Ashes join Lutheran chaplain and Catholic priest on holy day
The Rev. Jennifer Owen, the chaplain at Friendship Haven, is Lutheran.
The Rev. Jim Tigges, a resident there, is a retired Catholic priest.
That didn’t matter Wednesday.
Each spoke the same words to each worshipper as they made a cross of ashes on their forehead: “Remember you are dust and to dust you shall return.”
The pair work together to serve the spiritual needs of the residents. They help each other out. It’s a relationship that extends through the whole year, not just during a joint service on Ash Wednesday.
“If I’m on vacation,” Owen said. “Then Father Jim is available. It’s a good working relationship.”
They both have an excellent sense of humor.
“I have an Emergency Dial A Priest on my phone,” she said.
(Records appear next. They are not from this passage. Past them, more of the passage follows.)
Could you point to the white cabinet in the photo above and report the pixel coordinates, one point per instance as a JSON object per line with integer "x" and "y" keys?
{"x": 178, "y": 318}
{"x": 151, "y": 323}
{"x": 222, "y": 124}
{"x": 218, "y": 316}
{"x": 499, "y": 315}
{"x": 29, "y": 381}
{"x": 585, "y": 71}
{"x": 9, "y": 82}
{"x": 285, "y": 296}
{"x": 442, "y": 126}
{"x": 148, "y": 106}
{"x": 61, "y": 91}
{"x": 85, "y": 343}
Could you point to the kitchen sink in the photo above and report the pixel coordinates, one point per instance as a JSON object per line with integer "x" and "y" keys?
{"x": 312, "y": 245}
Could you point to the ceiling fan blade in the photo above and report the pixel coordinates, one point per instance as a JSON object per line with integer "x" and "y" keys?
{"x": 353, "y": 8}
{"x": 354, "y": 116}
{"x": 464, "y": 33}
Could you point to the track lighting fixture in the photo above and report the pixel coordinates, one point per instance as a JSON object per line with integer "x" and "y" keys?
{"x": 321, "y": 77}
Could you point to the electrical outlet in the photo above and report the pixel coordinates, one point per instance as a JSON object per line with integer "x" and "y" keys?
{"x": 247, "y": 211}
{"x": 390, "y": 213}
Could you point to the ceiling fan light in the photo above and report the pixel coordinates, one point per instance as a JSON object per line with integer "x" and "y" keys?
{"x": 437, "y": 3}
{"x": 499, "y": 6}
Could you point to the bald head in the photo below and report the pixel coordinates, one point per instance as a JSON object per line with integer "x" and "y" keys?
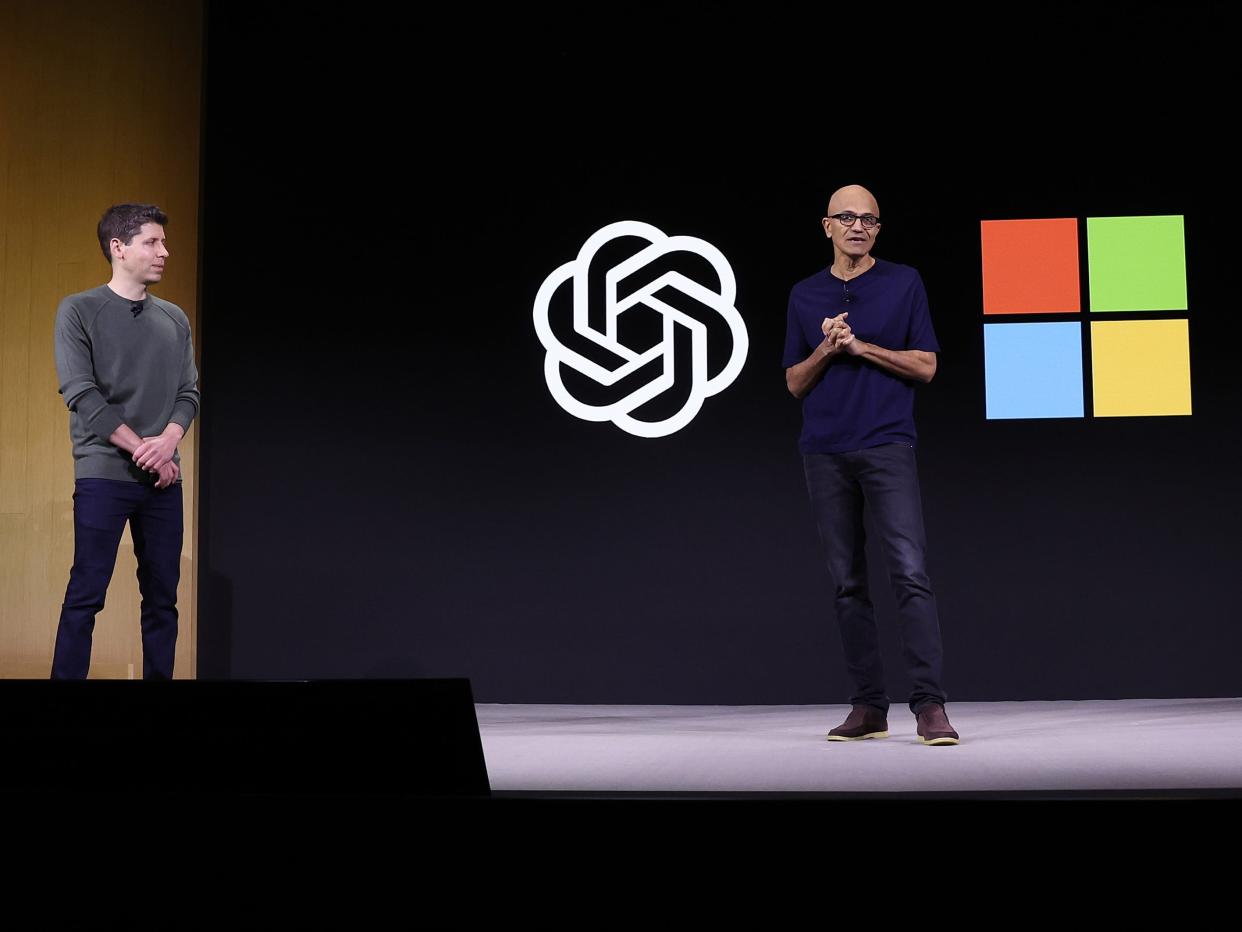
{"x": 852, "y": 198}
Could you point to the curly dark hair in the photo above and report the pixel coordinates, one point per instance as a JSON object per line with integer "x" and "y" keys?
{"x": 124, "y": 221}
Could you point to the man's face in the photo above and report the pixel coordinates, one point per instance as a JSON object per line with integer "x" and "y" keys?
{"x": 853, "y": 240}
{"x": 142, "y": 259}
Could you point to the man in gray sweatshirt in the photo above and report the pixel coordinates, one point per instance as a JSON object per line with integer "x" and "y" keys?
{"x": 126, "y": 365}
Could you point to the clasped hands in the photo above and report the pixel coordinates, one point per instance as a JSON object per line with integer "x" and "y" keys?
{"x": 838, "y": 336}
{"x": 155, "y": 455}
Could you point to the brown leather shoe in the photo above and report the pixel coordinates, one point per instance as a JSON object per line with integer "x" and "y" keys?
{"x": 934, "y": 726}
{"x": 863, "y": 722}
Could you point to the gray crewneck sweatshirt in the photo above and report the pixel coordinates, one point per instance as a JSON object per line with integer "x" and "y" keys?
{"x": 118, "y": 367}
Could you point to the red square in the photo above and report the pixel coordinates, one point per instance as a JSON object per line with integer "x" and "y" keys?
{"x": 1031, "y": 266}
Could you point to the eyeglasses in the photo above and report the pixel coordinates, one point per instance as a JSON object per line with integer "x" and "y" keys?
{"x": 868, "y": 220}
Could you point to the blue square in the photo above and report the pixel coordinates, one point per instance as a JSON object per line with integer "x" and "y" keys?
{"x": 1033, "y": 369}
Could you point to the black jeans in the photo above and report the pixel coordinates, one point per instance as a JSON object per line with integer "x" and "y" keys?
{"x": 884, "y": 477}
{"x": 101, "y": 508}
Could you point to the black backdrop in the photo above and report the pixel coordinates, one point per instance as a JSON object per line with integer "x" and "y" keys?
{"x": 389, "y": 488}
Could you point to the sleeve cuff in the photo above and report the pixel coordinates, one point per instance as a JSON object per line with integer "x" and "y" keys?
{"x": 183, "y": 414}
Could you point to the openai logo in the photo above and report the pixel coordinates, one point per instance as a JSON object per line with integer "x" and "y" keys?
{"x": 679, "y": 302}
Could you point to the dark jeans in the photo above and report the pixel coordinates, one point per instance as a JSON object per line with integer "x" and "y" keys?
{"x": 101, "y": 508}
{"x": 884, "y": 477}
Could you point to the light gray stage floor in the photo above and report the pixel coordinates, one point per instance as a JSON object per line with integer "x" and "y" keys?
{"x": 1137, "y": 744}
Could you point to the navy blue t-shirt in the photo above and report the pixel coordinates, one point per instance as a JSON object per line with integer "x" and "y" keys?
{"x": 857, "y": 405}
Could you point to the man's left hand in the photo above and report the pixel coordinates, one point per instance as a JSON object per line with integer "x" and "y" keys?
{"x": 154, "y": 452}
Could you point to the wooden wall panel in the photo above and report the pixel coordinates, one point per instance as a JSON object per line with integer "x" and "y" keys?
{"x": 99, "y": 103}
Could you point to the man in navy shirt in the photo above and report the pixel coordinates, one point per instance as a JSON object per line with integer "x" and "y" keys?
{"x": 860, "y": 336}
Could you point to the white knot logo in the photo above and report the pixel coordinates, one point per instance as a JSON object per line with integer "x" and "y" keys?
{"x": 701, "y": 385}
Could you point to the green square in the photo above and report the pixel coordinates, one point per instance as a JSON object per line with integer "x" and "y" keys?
{"x": 1137, "y": 262}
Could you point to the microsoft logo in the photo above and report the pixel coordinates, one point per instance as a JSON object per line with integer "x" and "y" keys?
{"x": 1138, "y": 348}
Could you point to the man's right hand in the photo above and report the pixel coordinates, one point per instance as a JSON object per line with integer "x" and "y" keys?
{"x": 168, "y": 474}
{"x": 836, "y": 333}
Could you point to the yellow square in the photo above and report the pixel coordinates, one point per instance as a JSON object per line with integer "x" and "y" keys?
{"x": 1140, "y": 368}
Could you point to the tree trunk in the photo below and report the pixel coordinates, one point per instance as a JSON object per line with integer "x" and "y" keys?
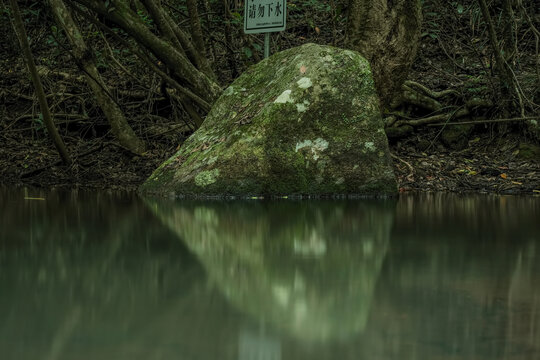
{"x": 194, "y": 79}
{"x": 119, "y": 125}
{"x": 44, "y": 106}
{"x": 386, "y": 33}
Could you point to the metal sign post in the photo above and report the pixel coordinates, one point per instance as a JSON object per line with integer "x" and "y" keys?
{"x": 265, "y": 16}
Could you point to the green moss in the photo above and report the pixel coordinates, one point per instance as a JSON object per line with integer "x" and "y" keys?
{"x": 293, "y": 124}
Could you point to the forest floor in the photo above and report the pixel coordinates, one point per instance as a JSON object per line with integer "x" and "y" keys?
{"x": 486, "y": 159}
{"x": 488, "y": 164}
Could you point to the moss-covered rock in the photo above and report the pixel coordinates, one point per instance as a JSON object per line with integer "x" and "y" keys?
{"x": 304, "y": 121}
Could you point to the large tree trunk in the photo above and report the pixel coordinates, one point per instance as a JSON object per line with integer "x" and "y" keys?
{"x": 119, "y": 125}
{"x": 386, "y": 33}
{"x": 20, "y": 31}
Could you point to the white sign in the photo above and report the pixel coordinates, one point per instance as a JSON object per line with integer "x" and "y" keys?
{"x": 263, "y": 16}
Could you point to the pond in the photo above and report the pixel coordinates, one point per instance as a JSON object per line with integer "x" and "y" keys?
{"x": 108, "y": 275}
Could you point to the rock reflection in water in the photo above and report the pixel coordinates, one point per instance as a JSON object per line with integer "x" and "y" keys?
{"x": 308, "y": 268}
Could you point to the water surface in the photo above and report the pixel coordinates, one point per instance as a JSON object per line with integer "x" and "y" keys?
{"x": 105, "y": 275}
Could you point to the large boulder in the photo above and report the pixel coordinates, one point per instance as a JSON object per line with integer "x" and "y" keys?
{"x": 303, "y": 122}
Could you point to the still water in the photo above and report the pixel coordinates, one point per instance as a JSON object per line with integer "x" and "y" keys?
{"x": 98, "y": 275}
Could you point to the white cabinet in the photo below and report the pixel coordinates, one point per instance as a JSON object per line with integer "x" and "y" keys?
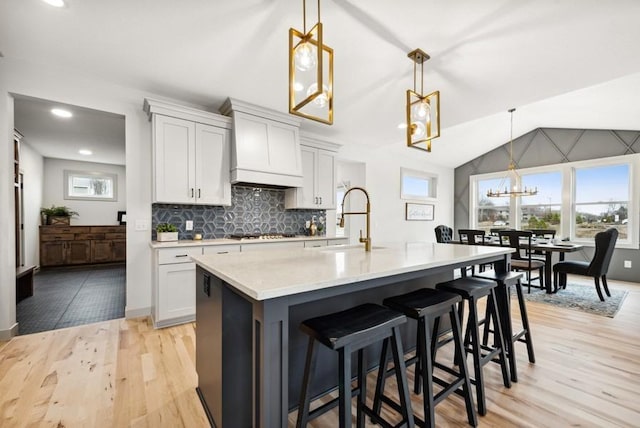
{"x": 319, "y": 172}
{"x": 174, "y": 291}
{"x": 191, "y": 155}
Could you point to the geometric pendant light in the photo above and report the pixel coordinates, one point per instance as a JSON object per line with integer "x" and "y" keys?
{"x": 423, "y": 111}
{"x": 310, "y": 72}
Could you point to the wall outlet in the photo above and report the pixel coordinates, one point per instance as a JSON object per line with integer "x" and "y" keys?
{"x": 142, "y": 225}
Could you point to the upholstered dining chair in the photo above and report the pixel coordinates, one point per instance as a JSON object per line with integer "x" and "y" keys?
{"x": 444, "y": 234}
{"x": 521, "y": 259}
{"x": 597, "y": 268}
Ash Wednesday begins the Lent season.
“It represents for a lot of people a time to begin again,” she said. “Prayer, fasting and alms. It’s an opportunity to renew the journey with Christ. At the end, your relationship with Christ is a little stronger.”
It’s also a reminder that each person is mortal.
“As I’m doing ashes,” she said. “There are several people that won’t be here. We are very aware of our mortality.”
That’s very real for Tigges, too.
“I wonder,” he said. “Where I will be next year?”
The season of Lent, and the scripture behind it, transcends any difference between Protestant and Catholic.
“You’ll hear the same lessons,” Owen said. “Psalms 51, the ashes.”
The ashes are traditionally burnt palms.
“They are leftover palms from last year’s Palm Sunday service,” she said.
They are available commercially, but once upon many Sundays ago, Tigges got to produce them himself.
“Forty-nine years ago the pastor made me burn palms,” he said.
While the regular services and Mass will continue at Friendship Haven during the Lent season, both are hoping to see a repeat of last year’s Good Friday service.
“We had a carrying of the cross,” Tigges said.
About 120 worshippers attended the service. The Friendship Haven Bell Choir and the Friendship Haven Chorus both performed.
Owen closed the service with a poem by Rabindranath Tagore.
In part, it reads.
“I was given life, that I might enjoy all things. I got nothing I asked for — but everything I hoped for, almost despite myself, my unspoken prayers were answered. I am among men, most richly blessed.”